Report: How the workforce feel about supporting apprentices
The recent report by The Mentoring School, “How the workforce feel about supporting apprentices“, summarises the results of a survey conducted with 100 random employees, including employees, self-employed people, team leaders, middle managers, senior management and CEOs or directors.
Results show that the lowest level of confidence in supporting apprentices is actually the people working with current apprentices, whether they were managers or colleagues (44%). Only 3 in 10 people at team management level feel confident in supporting apprentices.
Richard Daniel Curtis, CEO says: “We call this the missing side of apprenticeships, both the training provider and the employer work to train the apprentice, but no one trains the employer how to do so.
“These statistics highlight the incredible skills shortage in the workforce and represent a huge risk for amplifying the number of apprentices across the country.”
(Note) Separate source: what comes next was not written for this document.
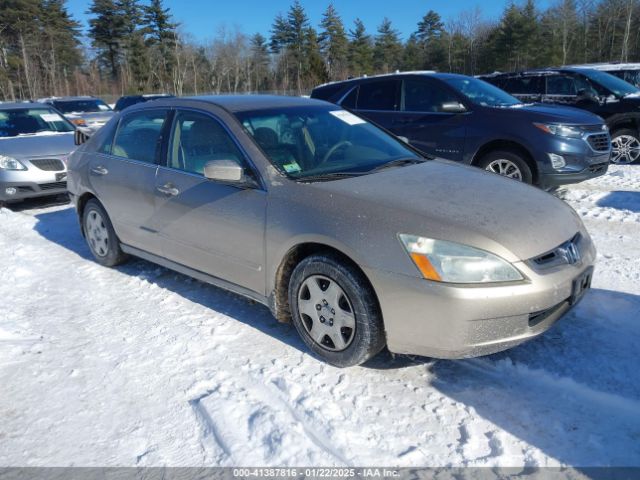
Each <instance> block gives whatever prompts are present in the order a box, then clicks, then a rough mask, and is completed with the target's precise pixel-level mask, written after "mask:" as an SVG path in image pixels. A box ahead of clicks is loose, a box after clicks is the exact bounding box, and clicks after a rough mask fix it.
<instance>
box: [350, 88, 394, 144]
mask: <svg viewBox="0 0 640 480" xmlns="http://www.w3.org/2000/svg"><path fill="white" fill-rule="evenodd" d="M356 93H357V95H356ZM345 101H346V103H345V107H346V108H350V107H351V103H352V102H353V101H355V108H353V110H355V111H356V112H357V113H358V114H359V115H361V116H362V117H364V118H366V119H368V120H371V121H372V122H374V123H376V124H378V125H380V126H382V127H384V128H386V129H388V130H391V131H392V132H394V133H396V132H395V131H394V123H393V120H394V118H395V116H396V115H397V113H398V109H399V103H400V80H398V79H384V80H369V81H366V82H363V83H361V84H360V85H359V86H358V87H357V92H353V91H352V92H351V93H350V94H349V95H348V96H347V97H346V98H345Z"/></svg>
About The Mentoring School: The Mentoring School works with apprentice training providers and employers to deliver the National Apprentice Mentoring Qualification – an award-winning course that trains people to mentor apprentices that the team are currently working to register as an official qualification with Ofqual. They also produce the Apprenticeship Journal, a resource for apprentices to track their own inductions, meetings, targets and off-the-job training. Set up by behaviour expert Richard Daniel Curtis, the multi-award winning training service offers courses for mentoring young people, refugees, apprentices, business leaders and entrepreneurs, plus set up workplace mentoring schemes.